Lastly, ideology analysis divides over whether ideology is principally an explicit or implicit social phenomenon. Here, the substantial issue is whether ideology takes the form of overt and conscious articulations of its constitutive ideas, which are openly and unambiguously ideological in nature, or whether it is (also/instead) to be found in forms that are not consciously ideological – or even specifically claim to be non-ideological – that nonetheless ‘deliver’ ideological content in a subtle, unwitting, even disguised way. The former approach treats ideology as primarily linguistic and textual, found above all in print, digital, online, and broadcast media, where ideas are directly rendered and where their content and delivery can be subjected to lexical, logical, subtextual–contextual–intertextual, or rhetorical analysis. On this account, ideology appears mainly as self-aware programmatic statements and (discursive) behaviour expressly designed to deliver, frame, and thematise specific ideas in a particular ‘telling’ (e.g., manifestos, statements of principle, op-eds, demonstrations, scholarly interventions).
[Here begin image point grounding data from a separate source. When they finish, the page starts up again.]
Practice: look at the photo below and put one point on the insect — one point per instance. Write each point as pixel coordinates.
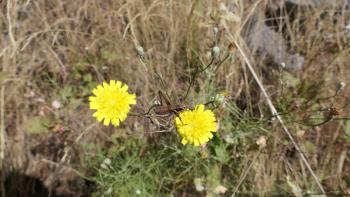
(163, 112)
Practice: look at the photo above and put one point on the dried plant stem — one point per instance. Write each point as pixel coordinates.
(272, 107)
(2, 138)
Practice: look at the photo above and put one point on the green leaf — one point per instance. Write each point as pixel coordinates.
(37, 125)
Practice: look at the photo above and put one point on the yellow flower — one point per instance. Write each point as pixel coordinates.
(196, 126)
(111, 102)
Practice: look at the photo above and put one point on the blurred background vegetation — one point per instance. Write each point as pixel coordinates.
(53, 53)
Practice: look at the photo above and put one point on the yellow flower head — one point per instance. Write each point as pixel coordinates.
(111, 102)
(196, 126)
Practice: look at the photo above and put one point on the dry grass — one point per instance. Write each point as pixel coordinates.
(58, 50)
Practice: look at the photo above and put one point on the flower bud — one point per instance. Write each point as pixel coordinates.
(216, 51)
(140, 51)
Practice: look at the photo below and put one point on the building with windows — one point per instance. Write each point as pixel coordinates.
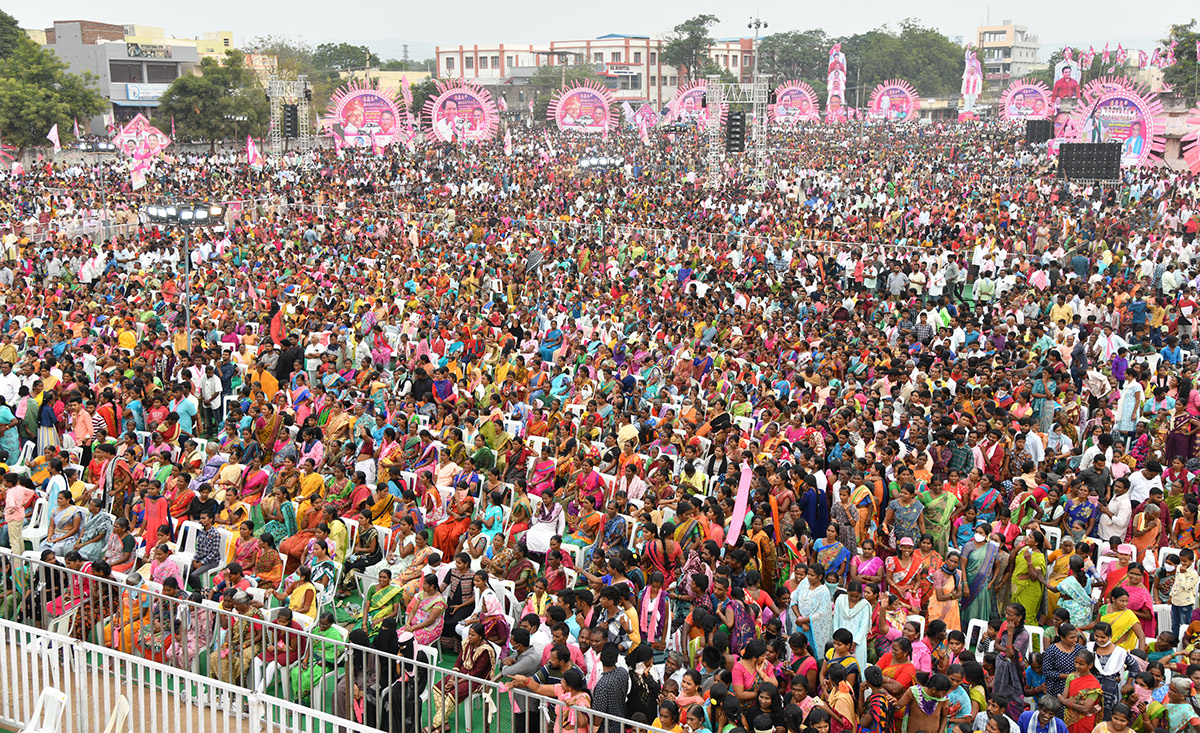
(629, 65)
(135, 64)
(1007, 52)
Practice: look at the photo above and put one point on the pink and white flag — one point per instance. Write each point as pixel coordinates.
(252, 155)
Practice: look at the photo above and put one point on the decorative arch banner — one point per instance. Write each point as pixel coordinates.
(835, 85)
(688, 107)
(461, 112)
(1025, 100)
(361, 115)
(795, 102)
(1132, 116)
(1102, 85)
(139, 139)
(894, 100)
(586, 107)
(1191, 140)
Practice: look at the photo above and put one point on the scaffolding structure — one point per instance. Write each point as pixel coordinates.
(289, 91)
(754, 95)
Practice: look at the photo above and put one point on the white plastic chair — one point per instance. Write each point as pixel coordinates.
(119, 715)
(39, 526)
(48, 712)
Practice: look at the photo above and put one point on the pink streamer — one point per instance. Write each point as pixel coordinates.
(739, 506)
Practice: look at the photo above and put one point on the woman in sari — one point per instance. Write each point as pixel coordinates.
(382, 601)
(253, 482)
(813, 607)
(583, 528)
(1083, 697)
(66, 523)
(280, 516)
(903, 571)
(1126, 629)
(477, 660)
(1029, 575)
(449, 533)
(426, 612)
(269, 566)
(832, 553)
(95, 530)
(246, 547)
(549, 521)
(1057, 569)
(541, 475)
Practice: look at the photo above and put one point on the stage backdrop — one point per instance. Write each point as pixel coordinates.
(1131, 116)
(360, 114)
(461, 112)
(586, 107)
(894, 100)
(687, 107)
(1025, 100)
(795, 102)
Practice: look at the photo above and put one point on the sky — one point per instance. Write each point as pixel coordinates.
(387, 26)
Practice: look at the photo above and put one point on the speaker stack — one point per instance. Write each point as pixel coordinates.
(1090, 161)
(1038, 131)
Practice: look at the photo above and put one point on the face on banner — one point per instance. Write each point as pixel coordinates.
(460, 113)
(1120, 118)
(893, 103)
(1027, 103)
(792, 106)
(365, 114)
(1066, 80)
(691, 107)
(582, 109)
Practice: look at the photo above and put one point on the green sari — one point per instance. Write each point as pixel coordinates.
(379, 605)
(1029, 593)
(939, 511)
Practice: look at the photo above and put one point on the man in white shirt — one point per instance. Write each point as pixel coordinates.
(10, 385)
(1115, 516)
(1143, 481)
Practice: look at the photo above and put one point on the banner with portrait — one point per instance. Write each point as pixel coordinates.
(894, 100)
(582, 108)
(461, 112)
(361, 115)
(1025, 100)
(1134, 118)
(795, 102)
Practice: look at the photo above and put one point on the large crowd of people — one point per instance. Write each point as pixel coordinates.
(904, 439)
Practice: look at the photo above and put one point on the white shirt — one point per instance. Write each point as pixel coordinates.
(1140, 486)
(1119, 523)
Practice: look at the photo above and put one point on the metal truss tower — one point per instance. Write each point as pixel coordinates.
(754, 95)
(287, 91)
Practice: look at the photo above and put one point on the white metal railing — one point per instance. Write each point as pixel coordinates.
(163, 700)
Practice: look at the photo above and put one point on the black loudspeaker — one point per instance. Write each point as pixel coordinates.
(1038, 131)
(1090, 161)
(291, 121)
(736, 132)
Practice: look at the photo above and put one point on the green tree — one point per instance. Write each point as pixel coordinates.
(342, 56)
(223, 102)
(688, 46)
(796, 54)
(37, 91)
(1183, 74)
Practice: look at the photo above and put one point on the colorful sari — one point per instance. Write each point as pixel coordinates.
(1083, 689)
(419, 611)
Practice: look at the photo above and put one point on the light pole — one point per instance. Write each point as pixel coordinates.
(756, 24)
(187, 217)
(99, 149)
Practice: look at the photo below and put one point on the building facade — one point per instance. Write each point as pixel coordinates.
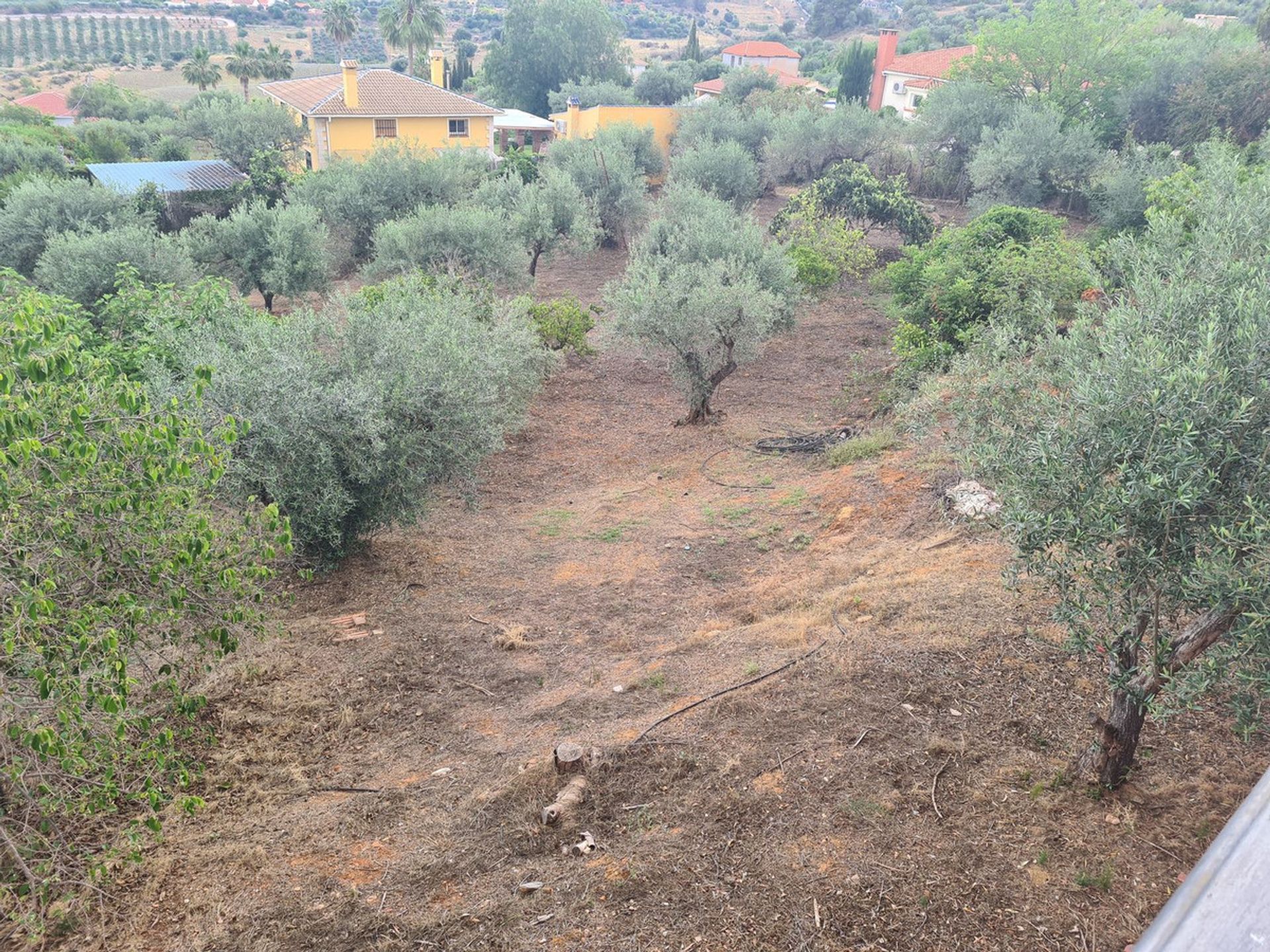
(351, 113)
(765, 55)
(902, 81)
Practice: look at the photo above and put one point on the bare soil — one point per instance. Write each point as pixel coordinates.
(905, 787)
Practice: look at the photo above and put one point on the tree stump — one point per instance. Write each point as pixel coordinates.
(571, 758)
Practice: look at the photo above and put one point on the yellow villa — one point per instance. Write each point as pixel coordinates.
(351, 112)
(577, 122)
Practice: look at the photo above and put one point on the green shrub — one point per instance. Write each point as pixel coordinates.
(563, 324)
(1130, 451)
(825, 251)
(1001, 264)
(813, 268)
(850, 190)
(867, 446)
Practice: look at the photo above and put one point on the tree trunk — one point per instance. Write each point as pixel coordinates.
(698, 411)
(698, 404)
(1111, 756)
(1113, 750)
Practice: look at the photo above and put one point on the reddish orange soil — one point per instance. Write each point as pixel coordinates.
(904, 789)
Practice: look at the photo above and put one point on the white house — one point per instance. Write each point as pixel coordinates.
(763, 54)
(904, 81)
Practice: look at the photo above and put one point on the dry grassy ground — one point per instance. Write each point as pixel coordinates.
(904, 789)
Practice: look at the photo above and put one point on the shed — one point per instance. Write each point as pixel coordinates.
(516, 127)
(169, 178)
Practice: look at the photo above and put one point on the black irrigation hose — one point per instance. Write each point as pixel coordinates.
(804, 442)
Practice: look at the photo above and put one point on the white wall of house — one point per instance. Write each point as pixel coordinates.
(781, 63)
(898, 95)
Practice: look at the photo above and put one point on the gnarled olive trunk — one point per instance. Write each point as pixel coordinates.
(1137, 680)
(704, 389)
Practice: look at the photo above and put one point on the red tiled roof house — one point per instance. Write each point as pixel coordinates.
(763, 55)
(904, 81)
(51, 104)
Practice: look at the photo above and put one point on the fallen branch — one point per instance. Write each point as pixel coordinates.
(720, 483)
(659, 721)
(573, 793)
(935, 781)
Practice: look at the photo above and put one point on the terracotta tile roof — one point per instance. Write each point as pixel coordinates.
(761, 48)
(379, 93)
(48, 103)
(934, 63)
(783, 79)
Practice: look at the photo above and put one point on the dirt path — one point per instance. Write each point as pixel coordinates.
(904, 789)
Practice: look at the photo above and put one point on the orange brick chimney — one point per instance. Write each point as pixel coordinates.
(887, 42)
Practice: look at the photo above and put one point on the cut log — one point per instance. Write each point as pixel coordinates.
(573, 793)
(571, 758)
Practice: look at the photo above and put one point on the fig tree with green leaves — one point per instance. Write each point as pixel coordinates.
(124, 580)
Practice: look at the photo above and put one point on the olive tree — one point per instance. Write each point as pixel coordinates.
(359, 412)
(1132, 456)
(546, 215)
(124, 582)
(356, 197)
(83, 266)
(461, 240)
(277, 251)
(724, 169)
(611, 175)
(38, 208)
(704, 288)
(237, 131)
(1034, 158)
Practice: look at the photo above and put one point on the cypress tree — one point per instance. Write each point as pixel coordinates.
(857, 75)
(693, 48)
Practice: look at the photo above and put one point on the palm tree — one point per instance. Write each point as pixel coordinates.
(273, 63)
(411, 23)
(244, 63)
(198, 70)
(339, 22)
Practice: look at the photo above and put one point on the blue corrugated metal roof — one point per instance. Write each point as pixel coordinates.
(192, 175)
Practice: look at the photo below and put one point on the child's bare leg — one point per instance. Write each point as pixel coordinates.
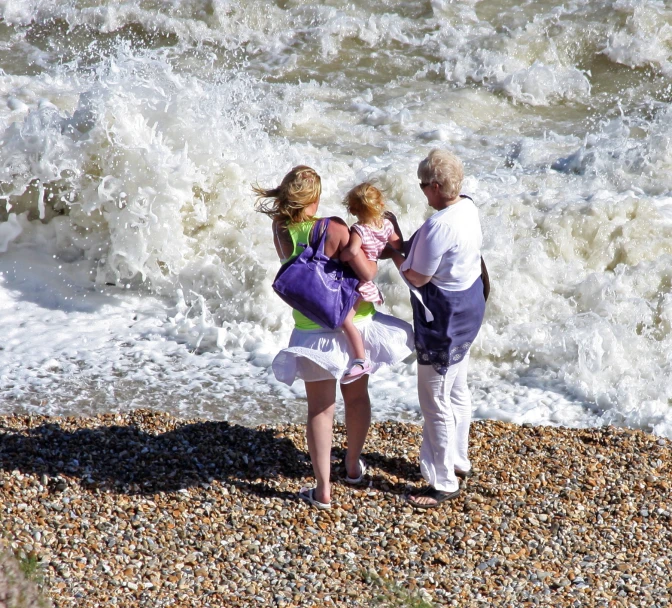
(353, 335)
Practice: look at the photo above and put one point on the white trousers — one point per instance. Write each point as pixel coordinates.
(445, 402)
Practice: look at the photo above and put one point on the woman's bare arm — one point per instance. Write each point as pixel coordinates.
(282, 240)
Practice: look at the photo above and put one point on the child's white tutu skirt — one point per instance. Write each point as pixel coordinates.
(325, 354)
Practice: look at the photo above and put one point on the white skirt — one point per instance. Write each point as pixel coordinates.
(325, 354)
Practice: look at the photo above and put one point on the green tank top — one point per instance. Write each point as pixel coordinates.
(300, 233)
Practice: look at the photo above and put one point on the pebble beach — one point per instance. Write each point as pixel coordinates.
(145, 509)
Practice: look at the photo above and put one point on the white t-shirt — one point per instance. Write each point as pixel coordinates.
(447, 247)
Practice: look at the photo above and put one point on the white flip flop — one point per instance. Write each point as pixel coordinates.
(308, 494)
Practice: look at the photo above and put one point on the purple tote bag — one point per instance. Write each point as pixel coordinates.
(321, 288)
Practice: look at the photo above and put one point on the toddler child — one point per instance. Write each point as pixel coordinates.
(372, 232)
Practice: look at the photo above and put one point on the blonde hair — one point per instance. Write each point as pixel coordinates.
(445, 169)
(366, 203)
(300, 188)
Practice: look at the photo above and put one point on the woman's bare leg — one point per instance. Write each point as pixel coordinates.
(357, 421)
(321, 403)
(353, 335)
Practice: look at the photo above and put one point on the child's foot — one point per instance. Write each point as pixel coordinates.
(360, 367)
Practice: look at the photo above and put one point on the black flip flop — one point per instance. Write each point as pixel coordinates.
(437, 495)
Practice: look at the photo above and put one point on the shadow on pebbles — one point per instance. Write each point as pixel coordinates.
(144, 509)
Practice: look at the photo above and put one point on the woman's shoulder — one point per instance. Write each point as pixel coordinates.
(337, 224)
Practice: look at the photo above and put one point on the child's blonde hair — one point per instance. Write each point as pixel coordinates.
(366, 203)
(300, 188)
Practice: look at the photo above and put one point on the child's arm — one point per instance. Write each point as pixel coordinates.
(353, 247)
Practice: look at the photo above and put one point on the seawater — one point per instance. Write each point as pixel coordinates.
(134, 272)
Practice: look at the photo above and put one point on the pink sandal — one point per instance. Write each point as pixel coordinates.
(360, 367)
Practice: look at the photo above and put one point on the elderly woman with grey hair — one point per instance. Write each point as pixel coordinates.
(444, 270)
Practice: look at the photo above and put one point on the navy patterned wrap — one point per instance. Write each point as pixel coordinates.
(457, 319)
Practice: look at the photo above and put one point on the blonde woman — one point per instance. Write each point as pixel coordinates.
(320, 356)
(444, 266)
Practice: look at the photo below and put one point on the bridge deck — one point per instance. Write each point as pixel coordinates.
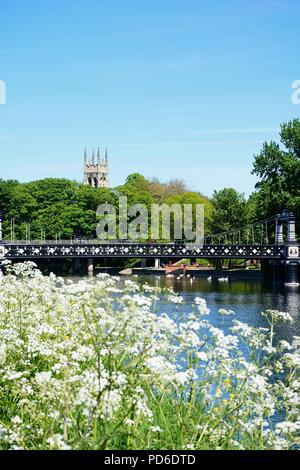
(23, 251)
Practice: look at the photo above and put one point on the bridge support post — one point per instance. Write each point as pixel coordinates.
(90, 267)
(76, 266)
(291, 277)
(278, 272)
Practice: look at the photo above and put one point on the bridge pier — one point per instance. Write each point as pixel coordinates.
(291, 273)
(278, 272)
(90, 267)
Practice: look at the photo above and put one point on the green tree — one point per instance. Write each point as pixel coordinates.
(278, 169)
(229, 211)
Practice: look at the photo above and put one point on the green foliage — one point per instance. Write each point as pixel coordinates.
(230, 210)
(279, 172)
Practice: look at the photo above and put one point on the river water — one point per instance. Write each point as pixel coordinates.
(246, 298)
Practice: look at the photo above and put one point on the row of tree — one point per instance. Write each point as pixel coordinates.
(61, 208)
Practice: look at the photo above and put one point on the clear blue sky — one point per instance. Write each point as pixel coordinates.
(187, 89)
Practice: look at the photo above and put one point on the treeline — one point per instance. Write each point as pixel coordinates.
(60, 208)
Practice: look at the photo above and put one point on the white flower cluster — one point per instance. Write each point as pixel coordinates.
(94, 364)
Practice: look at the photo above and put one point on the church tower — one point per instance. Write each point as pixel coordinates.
(96, 172)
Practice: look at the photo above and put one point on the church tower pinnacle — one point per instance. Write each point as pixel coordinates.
(96, 174)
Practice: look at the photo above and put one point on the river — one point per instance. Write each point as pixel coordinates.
(246, 298)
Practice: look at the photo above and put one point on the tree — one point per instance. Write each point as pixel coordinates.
(279, 172)
(230, 211)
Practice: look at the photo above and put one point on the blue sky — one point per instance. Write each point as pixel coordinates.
(184, 89)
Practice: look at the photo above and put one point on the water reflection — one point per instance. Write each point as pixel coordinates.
(247, 298)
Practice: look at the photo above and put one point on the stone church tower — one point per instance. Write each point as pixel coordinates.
(96, 173)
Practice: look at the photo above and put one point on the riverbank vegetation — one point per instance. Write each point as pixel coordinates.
(102, 364)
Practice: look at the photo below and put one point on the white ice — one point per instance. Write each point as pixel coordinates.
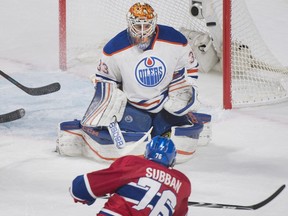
(246, 161)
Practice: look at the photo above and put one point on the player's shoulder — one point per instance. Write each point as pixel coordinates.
(117, 44)
(170, 35)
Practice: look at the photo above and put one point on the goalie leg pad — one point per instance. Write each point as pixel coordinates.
(70, 140)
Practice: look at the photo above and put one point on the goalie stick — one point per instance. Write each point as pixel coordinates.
(240, 207)
(33, 91)
(12, 116)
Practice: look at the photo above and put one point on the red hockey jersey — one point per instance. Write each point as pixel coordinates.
(140, 187)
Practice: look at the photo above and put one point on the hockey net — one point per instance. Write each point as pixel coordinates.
(252, 75)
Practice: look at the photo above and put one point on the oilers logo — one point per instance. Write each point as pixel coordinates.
(150, 71)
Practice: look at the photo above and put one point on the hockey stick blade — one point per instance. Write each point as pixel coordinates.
(33, 91)
(12, 116)
(240, 207)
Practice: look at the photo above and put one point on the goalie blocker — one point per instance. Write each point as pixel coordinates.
(91, 138)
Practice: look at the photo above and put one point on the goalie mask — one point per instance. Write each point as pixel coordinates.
(141, 20)
(161, 150)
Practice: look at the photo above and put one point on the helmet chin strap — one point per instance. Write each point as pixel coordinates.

By inference, ideological analysis is empirical, measuring ideology’s social effects through observable, (usually) quantifiable data and involving historical and comparative assessments of social phenomena and events according to their frequency of incidence, scale, and popularity. By contrast, the latter approach highlights how ideology can also be symbolic and ‘applied’, non-linguistically embedded or summarised, with sensory (especially audiovisual) cues acting as a ‘shorthand’ for ideas and for the social behaviours and institutions that ‘instantiate’ them. This approach focuses on ‘what is left unsaid’, ‘everyday’ behaviour that reveals unstated, underlying ideological commitments, often presented as ‘natural’, ‘apolitical’, ‘neutral’, or ‘common sense’. Its ideological analysis is correlatively more interpretative, evaluating ideology’s effects using theoretical models that depict various ‘deep-structure’ social forces and generalised trends that are not always immediately discernible from surface-level empirics but require reasoned extrapolation.